There doesn't seem to be any particular time in life when these switches get thrown. It might happen at age eighteen or sixty five. It's like Cupid's been fluttering around just biding his time till a particularly gruesome member of the opposite gender comes along and, twang...........he let's go the bow string and another mismatch takes place.

I've seen it happen at parties too. Some guy that looks like a young Tom Sellick and owns a whole city block of high rise apartment buildings will be sitting in a corner with four beautiful surfer girls hunching on his legs like a buncha wind up dolls. Suddenly, he will lock eyes with some plain Jane dressed in a gunny sack with a figure like a thermometer and...............Shazaam! He's instantly in love.

It finally got to the point where I would circle around beautiful women just waiting for their pupils to dialate so's I could be the closest one there when it happened. I had to stop that after a series of little incidents that cost me three teeth, several black eyes and two trips to the county jail. Once, I almost scored when I saw this beauty across the room start to sway and could see her pupils start to dialate. I was half way there when this fat little gnome with coke bottle glasses shoved past me and got there first. Next thing I knew, she was runnin' her fingers through what little hair he had left and tellin' him how cute and cuddly he was. I barely made it to the bathroom before I threw up.

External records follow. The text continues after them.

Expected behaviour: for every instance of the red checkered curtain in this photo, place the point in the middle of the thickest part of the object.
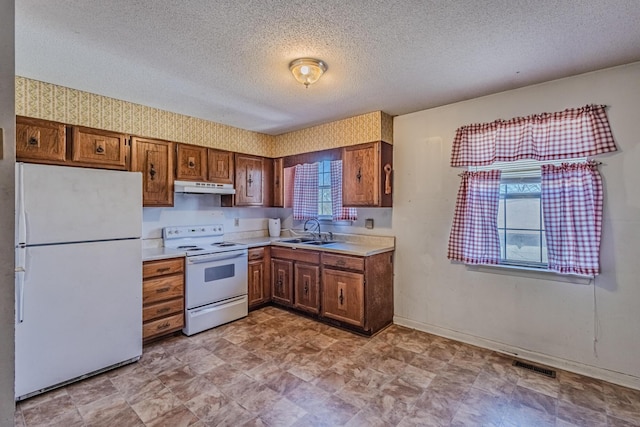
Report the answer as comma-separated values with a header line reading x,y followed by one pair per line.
x,y
338,212
572,210
305,191
575,132
474,233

I've made some pretty big mistakes in my life, like I remember betting this big Polish guy I could stay under water longer than he could. Ten minutes later, they were still pumping water out of the both of us. My biggest mistake though, was forgetting about switches in women's brains. If I had it to do over again, there's two things I would always have at my side whenever I went poolside where the bronzed beauties were displaying their many charms.

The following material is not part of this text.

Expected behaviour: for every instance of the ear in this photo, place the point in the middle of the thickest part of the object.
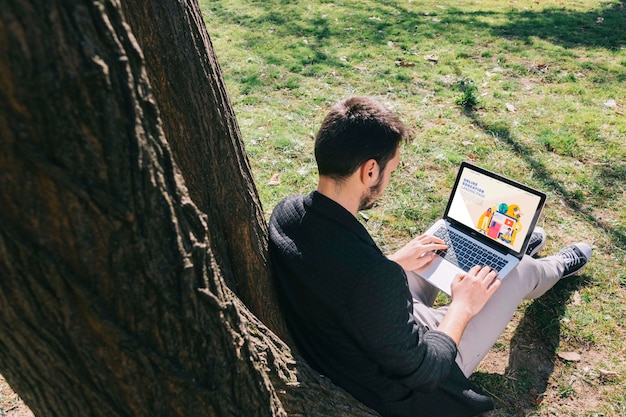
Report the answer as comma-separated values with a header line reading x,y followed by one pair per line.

First of all, I would work out some sort of arrangement with somebody with too many kids and would offer to babysit one for a few hours. Boy or girl, wouldn't make any difference, just one with a cute grin and one or two baby teeth missing in front. I'd take a few minutes to teach them a couple of basic lines like "Gee lady, you sure are pretty. No wonder my daddy talks about you all the time." Then, I would point them at the nearest gaggle of pulchritude and turn them loose.

Secondly, I would buy a puppy. You know the kind I mean.......one whose tail wags a hundred miles an hour and that can't wait to plant thousands of little doggy kisses all over anyone who comes close.

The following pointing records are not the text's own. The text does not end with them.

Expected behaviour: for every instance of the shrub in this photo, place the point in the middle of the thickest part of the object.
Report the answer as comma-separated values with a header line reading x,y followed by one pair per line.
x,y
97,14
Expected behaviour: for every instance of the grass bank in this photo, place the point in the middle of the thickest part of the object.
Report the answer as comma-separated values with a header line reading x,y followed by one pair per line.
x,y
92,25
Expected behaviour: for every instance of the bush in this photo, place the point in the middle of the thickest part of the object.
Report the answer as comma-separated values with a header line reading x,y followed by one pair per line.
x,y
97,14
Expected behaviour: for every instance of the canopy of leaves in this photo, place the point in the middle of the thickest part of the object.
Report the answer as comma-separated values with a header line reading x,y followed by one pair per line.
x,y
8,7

Armed with this kid to reel 'em in and a puppy to seal the bargain, I betcha it would be like shooting fish in a barrel. I'd just sit back and watch to see which one's pupils dialated the most and interrupt the commotion with "It's nap time. You wanna help me put Snookims down for his/her nap?" An hour after that, I would be telling my latest paramour "I don't care if your daddy DOES own a brewery, you gotta go home now, I'm too tired to do this any more."

Switches in the brain.....that's where it's at. When I look back and remember all the time I wasted going to gyms, lifting weights, flossing after every meal and always using the latest deoderants, I could almost cry. One crummy little puppy and one snaggle toothed rugrat wudda worked ten times better. I'll try to remember that in my next life.